Authors:
David Bojanić
1
;
Kristijan Bartol
2
;
Tomislav Petković
1
and
Tomislav Pribanić
1
Affiliations:
1
Faculty of Electrical Engineering and Computing, University of Zagreb, Unska 3, Zagreb, Croatia
;
2
TU Dresden, 01062 Dresden, Dresden, Germany
Keyword(s):
Anthropometry, Body Measurements, 3D Landmarks.
Abstract:
The current state-of-the-art 3D anthropometry extraction methods are either template-based or landmark-based. Template-based methods fit a statistical human body model to a 3D scan and extract complex features from the template to learn the body measurements. The fitting process is usually an optimization process, sensitive to its hyperparameters. Landmark-based methods use body proportion heuristics to estimate the landmark locations on the body in order to derive the measurements. Length measurements are derived as distances between landmarks, whereas circumference measurements are derived as cross-sections of the body and a plane defined at the desired landmark location. This makes it very susceptible to noise in the 3D scan data.
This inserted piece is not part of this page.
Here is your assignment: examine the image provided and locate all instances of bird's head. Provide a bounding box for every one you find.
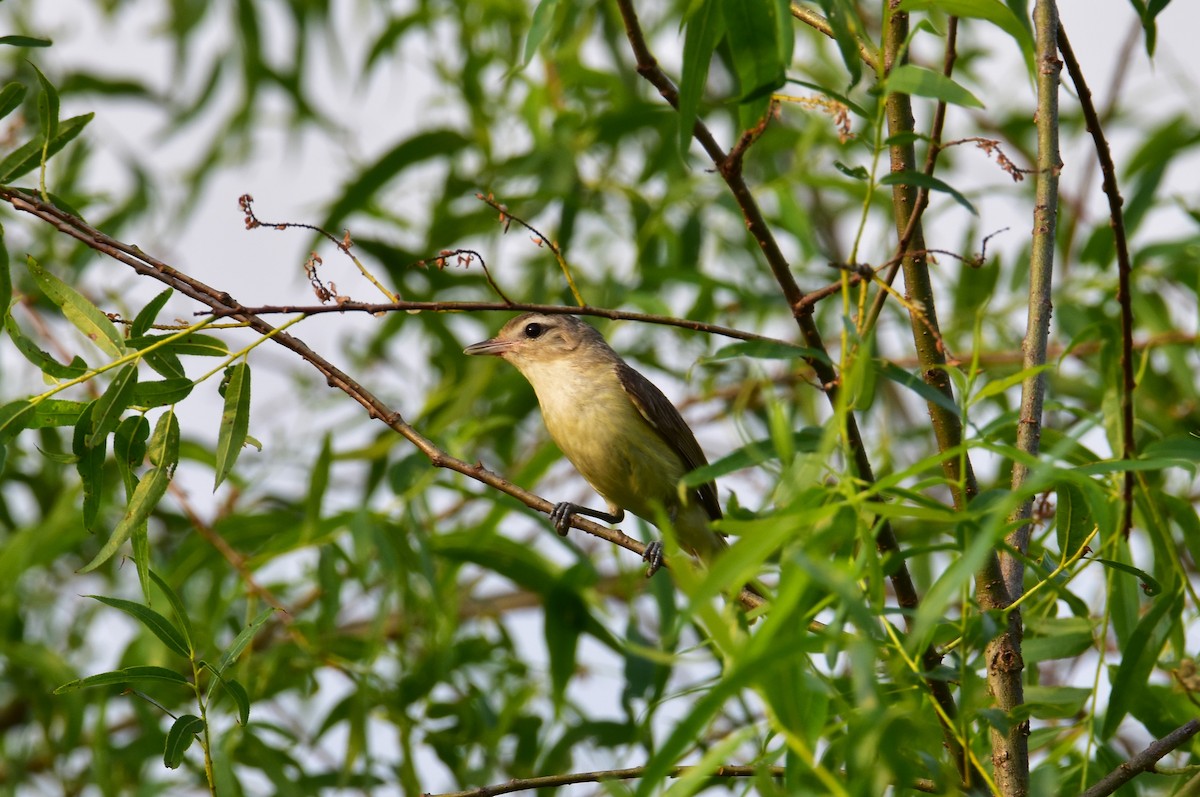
[464,313,610,373]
To address these issues, we propose a simple learning method that infers the body measurements directly using the landmarks defined on the body. Our method avoids fitting a body model, extracting complex features, using heuristics, and handling noise in
the data. We compare our method on the CAESAR dataset and show that using a simple method coupled with sparse landmark data can compete with state-of-the-art methods. To take a step towards open-source 3D anthropometry, we make our code available at https:/github.com/DavidBoja/Landmarks2Anthropometry.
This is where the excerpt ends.